L’agonia del centrosinistra continua, dunque, e si protrae fino alle sue ultime conseguenze. Le scelte dei gruppi dirigenti dei Ds sono dettate unicamente da un disperato tentativo di guadagnare tempo in attesa di un miracolo. Ma miracoli non ne avverranno, e la conseguenza delle scelte odierne sarà solo quella di rendere più rovinosa la prossima fase. L’attesa della resa dei conti elettorale si trasmette a cascata dai vertici dei Ds alla loro periferia, alla loro base sociale ed elettorale, alla Cgil (dove Cofferati subordina a sua volta le sue scelte alle sue ambizioni di giocare un ruolo decisivo nello scontro interno che si aprirà nei Ds dopo le elezioni). Questo stallo incide indubbiamente anche sullo stato dei movimenti, sulla vita sindacale, e crea una difficoltà temporanea per chi, come noi, cerca di far emergere dalla crisi odierna una chiara alternativa agli anni amari della collaborazione di classe, della concertazione e del centrosinistra.
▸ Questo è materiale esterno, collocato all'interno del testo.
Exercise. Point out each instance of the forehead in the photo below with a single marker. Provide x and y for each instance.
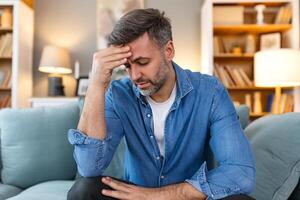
(143, 47)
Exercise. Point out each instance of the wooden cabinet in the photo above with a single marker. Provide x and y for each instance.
(16, 40)
(230, 36)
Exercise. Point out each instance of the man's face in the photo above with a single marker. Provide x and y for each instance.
(149, 67)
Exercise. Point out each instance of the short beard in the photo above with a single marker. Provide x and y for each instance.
(159, 82)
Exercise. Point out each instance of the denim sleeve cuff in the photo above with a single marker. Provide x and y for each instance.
(200, 183)
(76, 137)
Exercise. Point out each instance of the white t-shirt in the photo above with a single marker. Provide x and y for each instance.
(160, 112)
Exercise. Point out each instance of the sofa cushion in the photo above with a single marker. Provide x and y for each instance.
(34, 144)
(275, 142)
(7, 191)
(50, 190)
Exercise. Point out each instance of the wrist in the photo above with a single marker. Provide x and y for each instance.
(190, 192)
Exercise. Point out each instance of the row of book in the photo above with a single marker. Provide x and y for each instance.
(6, 45)
(5, 101)
(5, 79)
(226, 44)
(232, 76)
(284, 15)
(254, 102)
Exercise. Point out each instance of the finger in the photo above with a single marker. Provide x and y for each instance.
(117, 185)
(116, 57)
(115, 194)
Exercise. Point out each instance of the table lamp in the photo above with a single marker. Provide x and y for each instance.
(55, 61)
(277, 68)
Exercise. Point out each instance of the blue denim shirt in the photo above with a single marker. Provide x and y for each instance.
(202, 117)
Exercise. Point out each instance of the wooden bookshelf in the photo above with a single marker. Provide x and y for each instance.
(15, 54)
(231, 55)
(251, 28)
(5, 30)
(229, 48)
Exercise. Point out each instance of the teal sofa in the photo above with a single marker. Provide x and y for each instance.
(36, 159)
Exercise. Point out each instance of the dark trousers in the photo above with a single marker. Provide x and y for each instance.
(90, 189)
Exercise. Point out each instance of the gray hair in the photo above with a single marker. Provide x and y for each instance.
(137, 22)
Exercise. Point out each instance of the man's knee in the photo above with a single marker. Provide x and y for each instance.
(85, 189)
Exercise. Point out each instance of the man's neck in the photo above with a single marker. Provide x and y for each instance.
(165, 91)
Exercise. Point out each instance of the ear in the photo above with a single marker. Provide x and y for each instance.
(169, 51)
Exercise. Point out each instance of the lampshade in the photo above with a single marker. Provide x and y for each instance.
(279, 67)
(55, 60)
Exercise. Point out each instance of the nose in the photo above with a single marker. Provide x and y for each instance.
(135, 73)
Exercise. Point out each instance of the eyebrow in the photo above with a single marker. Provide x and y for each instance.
(139, 58)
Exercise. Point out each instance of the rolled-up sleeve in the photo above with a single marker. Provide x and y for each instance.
(94, 155)
(235, 173)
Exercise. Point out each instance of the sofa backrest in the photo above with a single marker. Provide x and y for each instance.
(34, 145)
(275, 141)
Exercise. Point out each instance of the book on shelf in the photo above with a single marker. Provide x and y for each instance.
(270, 99)
(285, 104)
(228, 15)
(6, 45)
(284, 15)
(245, 77)
(5, 101)
(5, 78)
(232, 76)
(248, 102)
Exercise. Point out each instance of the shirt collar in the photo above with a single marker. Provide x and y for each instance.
(183, 82)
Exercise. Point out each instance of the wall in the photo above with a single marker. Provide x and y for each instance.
(72, 24)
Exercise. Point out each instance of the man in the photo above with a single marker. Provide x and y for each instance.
(169, 117)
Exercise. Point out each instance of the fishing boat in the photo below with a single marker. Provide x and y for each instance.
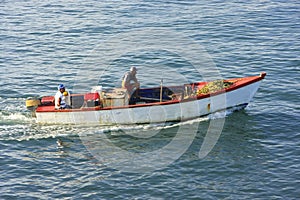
(148, 105)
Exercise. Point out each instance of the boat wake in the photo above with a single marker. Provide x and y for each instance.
(20, 126)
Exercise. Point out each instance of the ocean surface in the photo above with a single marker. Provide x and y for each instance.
(86, 43)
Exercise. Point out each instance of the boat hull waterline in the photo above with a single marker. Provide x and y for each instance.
(239, 94)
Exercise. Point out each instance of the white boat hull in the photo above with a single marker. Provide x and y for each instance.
(181, 111)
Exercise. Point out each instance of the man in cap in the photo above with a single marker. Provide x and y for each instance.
(61, 98)
(130, 81)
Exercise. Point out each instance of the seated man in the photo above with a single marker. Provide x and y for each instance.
(130, 81)
(62, 98)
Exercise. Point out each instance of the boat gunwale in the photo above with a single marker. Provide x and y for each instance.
(254, 79)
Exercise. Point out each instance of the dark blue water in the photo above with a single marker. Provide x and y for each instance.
(81, 43)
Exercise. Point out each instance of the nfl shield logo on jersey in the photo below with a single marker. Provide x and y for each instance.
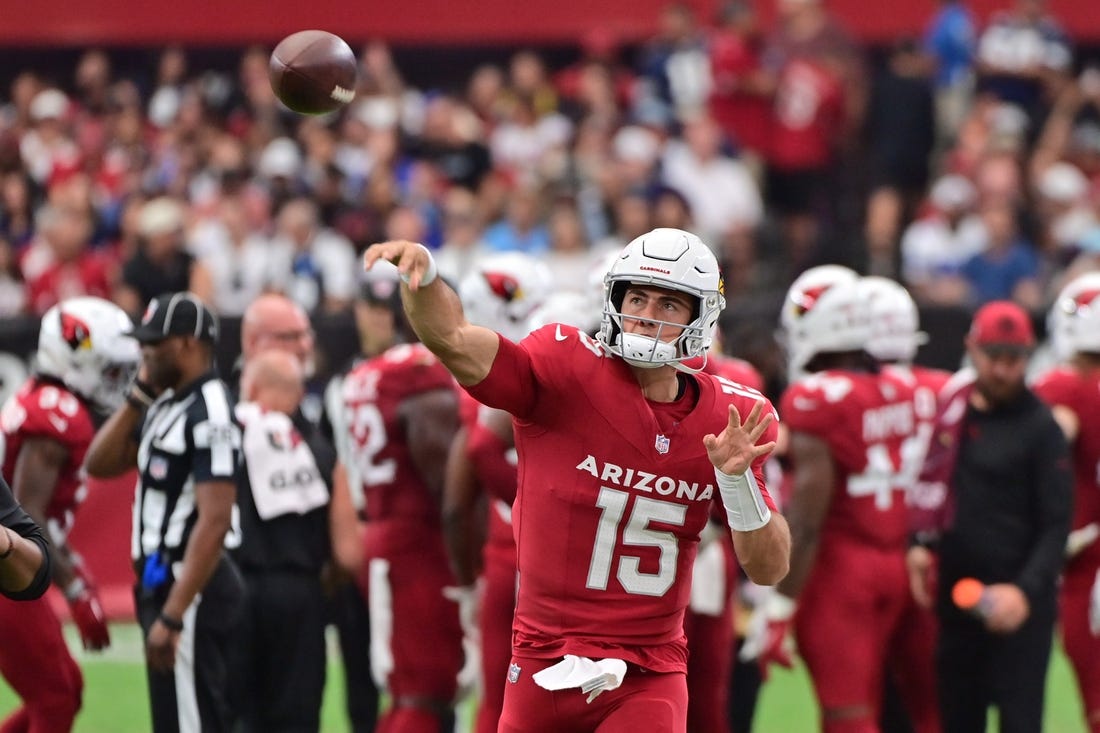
(158, 468)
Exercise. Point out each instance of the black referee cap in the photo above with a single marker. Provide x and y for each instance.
(176, 314)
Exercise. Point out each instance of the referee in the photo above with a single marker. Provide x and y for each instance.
(177, 428)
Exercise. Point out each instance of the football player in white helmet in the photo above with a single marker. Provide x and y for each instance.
(83, 343)
(848, 423)
(823, 313)
(1073, 391)
(501, 292)
(84, 364)
(674, 260)
(589, 608)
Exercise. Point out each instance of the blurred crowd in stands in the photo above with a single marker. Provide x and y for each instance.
(964, 164)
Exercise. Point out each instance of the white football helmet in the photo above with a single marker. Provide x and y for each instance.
(503, 291)
(824, 312)
(83, 342)
(895, 332)
(568, 308)
(1074, 323)
(675, 260)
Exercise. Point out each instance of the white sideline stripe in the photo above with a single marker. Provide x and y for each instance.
(187, 701)
(381, 608)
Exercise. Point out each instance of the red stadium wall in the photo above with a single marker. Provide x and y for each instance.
(140, 22)
(101, 535)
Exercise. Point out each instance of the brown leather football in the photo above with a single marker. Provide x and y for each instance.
(312, 72)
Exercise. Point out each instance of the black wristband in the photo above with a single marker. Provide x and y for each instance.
(136, 403)
(141, 393)
(172, 624)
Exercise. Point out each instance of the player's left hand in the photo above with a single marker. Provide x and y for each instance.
(161, 647)
(1009, 608)
(734, 450)
(413, 260)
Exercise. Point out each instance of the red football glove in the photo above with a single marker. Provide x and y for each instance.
(768, 639)
(87, 612)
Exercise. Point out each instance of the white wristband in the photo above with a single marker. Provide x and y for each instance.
(429, 274)
(744, 501)
(778, 606)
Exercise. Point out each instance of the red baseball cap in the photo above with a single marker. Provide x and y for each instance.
(1002, 324)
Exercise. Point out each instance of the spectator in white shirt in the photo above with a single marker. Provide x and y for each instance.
(722, 193)
(238, 259)
(935, 247)
(317, 265)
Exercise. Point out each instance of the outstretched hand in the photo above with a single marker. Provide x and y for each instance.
(735, 449)
(411, 260)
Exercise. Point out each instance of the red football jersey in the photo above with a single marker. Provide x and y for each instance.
(494, 461)
(735, 370)
(866, 419)
(44, 408)
(373, 392)
(613, 494)
(1081, 394)
(926, 384)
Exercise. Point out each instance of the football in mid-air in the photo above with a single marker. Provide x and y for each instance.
(312, 72)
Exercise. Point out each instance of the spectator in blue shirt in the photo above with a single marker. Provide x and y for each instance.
(1008, 269)
(950, 41)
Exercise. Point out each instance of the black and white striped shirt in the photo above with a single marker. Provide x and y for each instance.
(188, 437)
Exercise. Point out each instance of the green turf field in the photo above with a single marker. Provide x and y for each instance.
(116, 702)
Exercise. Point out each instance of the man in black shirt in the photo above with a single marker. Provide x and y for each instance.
(24, 562)
(284, 501)
(186, 447)
(1003, 466)
(312, 538)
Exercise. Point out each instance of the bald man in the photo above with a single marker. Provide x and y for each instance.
(284, 503)
(274, 323)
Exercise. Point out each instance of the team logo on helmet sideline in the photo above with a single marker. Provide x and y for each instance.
(147, 316)
(805, 301)
(158, 468)
(504, 285)
(75, 331)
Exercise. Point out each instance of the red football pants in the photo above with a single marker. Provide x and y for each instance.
(37, 665)
(1081, 646)
(850, 622)
(497, 609)
(708, 624)
(647, 702)
(416, 639)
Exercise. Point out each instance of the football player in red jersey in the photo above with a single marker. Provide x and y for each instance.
(84, 363)
(620, 457)
(708, 621)
(1073, 391)
(502, 292)
(847, 592)
(895, 337)
(400, 411)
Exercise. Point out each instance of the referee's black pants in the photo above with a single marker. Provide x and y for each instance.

Nel 1994 il movimento operaio italiani conseguì una grande vittoria con la cacciata del governo Berlusconi. Quella vittoria venne poi snaturata e privata dei suoi possibili sviluppi ulteriori dal centrosinistra e dai dirigenti sindacali. Oggi non si respira un clima di vittoria, ma di sconfitta. Ma le lezioni di questi anni non andranno perse: la prossima sarà la fase in cui milioni di lavoratori che hanno dato in passato fiducia all’Ulivo e al gruppo dirigente Ds dovranno inevitabilmente fare un bilancio di questi anni, dovranno riconsiderare criticamente gli avvenimenti degli anni ’90 e cercare nuove vie da percorrere. Lo scontro che si aprirà nel centrosinistra aiuterà a mettere ancora più in chiaro il suo fallimento. Sarà allora che si apriranno grandi possibilità per chi propone una svolta radicale, e la rinascita del movimento operaio sulle basi dell’indipendenza di classe, della rottura con le idee di concertazione e della lotta rivoluzionaria per cambiare questa società.